In 1844, the Colored Citizens of Elmira was
formed. The organization was created to help promote social, economic, and
political issues important to the African-American community. Groups such as
this were being organized throughout the United States as early as the 1830s.
Elmira was somewhat of a hotbed of abolition activity leading up to the Civil
War. Both white and black citizens were involved in public movements to end
slavery and in the more secret business of the Underground Railroad. John W. Jones,
an escaped slave and Underground Railroad conductor, served as secretary of the
Colored Citizens of Elmira in 1850. His duties with the organization included
preparing and disseminating resolutions made by the group.
John W. Jones, c. 1850 |
That we, the colored citizens of Elmira, do hereby form
ourselves into a society for the purpose of protecting ourselves against those
persons, (slave-catchers) prowling through different parts of this and other
States since the passing of that diabolical act of Sept. 18th, 1850 [the
Fugitive Slave Act], which consigns freemen of other States to that awful state
of brutality which the fiendish slaveholders of the Southern States think
desirable for their colored brethren, but are not willing to try it themselves.
They also resolved to protest against and resist
the Fugitive Slave Act “though every one of us be assassinated.” They declared
that if they discovered anyone working with the slave-catchers, those people
would be treated as enemies.
Jones was tasked with having these resolutions
published in the village papers, the New
York Tribune, the North Star, and
the Impartial Citizen. The full text
also appeared in the November 15, 1850 issue of the Boston Liberator.
The Colored Citizens were active for years, taking
stands against many injustices. In 1854, they organized a petition to remove
the requirement of African-Americans to have $250 in property in order to vote
in New York State. The property requirements were rendered unconstitutional by the passage of the Fifteenth Amendment in 1870.
In the 1890s, the group met several times to
discuss the frequent occurrences of lynchings throughout the country. Rev. M.H.
Ross, chairman of the organization, considered an 1893 meeting one “of grave
importance, one that should concern every American on this broad land of ours;
that should call forth expression from every lover of justice and liberty – the
continual lynching and outrages that are being perpetrated on the colored
people by lawless mobs, without just cause, only because they are negroes, is
to us a subject that should concern all.”
Elmira Daily Gazette and Free Press, July 9, 1892 |
When
it came to politics, the Colored Citizens of Elmira openly endorsed or
condemned candidates. In 1872, they passed a resolution strongly endorsing the
administration of President Ulysses S. Grant who went on to easily win a second
term. In November 1891, they had a notice published in the newspaper urging
voters to remember how Mr. Fassett had defeated the civil rights bill in 1890.
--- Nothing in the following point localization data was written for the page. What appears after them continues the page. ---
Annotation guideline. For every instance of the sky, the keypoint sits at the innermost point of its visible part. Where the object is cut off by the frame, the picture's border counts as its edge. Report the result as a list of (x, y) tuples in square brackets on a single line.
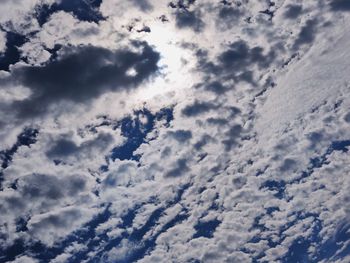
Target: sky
[(175, 131)]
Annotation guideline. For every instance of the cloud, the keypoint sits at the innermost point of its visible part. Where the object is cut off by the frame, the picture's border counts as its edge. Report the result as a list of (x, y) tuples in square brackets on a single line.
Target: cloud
[(189, 19), (340, 5), (72, 76), (293, 11)]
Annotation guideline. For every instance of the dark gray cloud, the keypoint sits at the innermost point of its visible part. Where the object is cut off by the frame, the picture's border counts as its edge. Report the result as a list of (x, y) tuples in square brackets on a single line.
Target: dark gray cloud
[(307, 33), (240, 55), (181, 135), (197, 108), (143, 5), (83, 73), (340, 5), (179, 168), (189, 19), (65, 147), (293, 11), (228, 16)]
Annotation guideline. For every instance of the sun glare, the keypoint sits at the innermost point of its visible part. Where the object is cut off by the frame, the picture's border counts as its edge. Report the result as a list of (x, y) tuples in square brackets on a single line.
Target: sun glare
[(174, 73)]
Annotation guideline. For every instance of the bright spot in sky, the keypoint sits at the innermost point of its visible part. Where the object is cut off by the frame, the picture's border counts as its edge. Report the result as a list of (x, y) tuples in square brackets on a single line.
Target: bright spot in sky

The Lodge Bill or Federal Elections Bill, as it was called, would have
authorized the federal government to ensure that elections were fair by
enforcing the ability of African-Americans to vote in the south. J. Sloat
Fassett of Elmira who was running for governor in 1891 had apparently been
against the bill.
The Colored Citizens also
organized community events to celebrate significant occasions such as the
ratification of the 15th Amendment in 1870 which prohibited the
government from denying a citizen the right to vote based on race, color, or
previous condition of servitude. They also held events to commemorate the
anniversaries of the Emancipation of the Slaves in the British West Islands and
the passing of the Slavery Abolition Act of 1833 that ended slavery in the British
Empire. Highlights of these events were speeches by renowned orators. Hiram
Rhodes Revels of Mississippi, the first African-American to serve in the United
States Congress, spoke at an 1870 event in Elmira. Frederick Douglass spoke at
Colored Citizens-sponsored events here at least twice, at a civil rights
celebration on July 17, 1873 and at another event on August 3, 1880.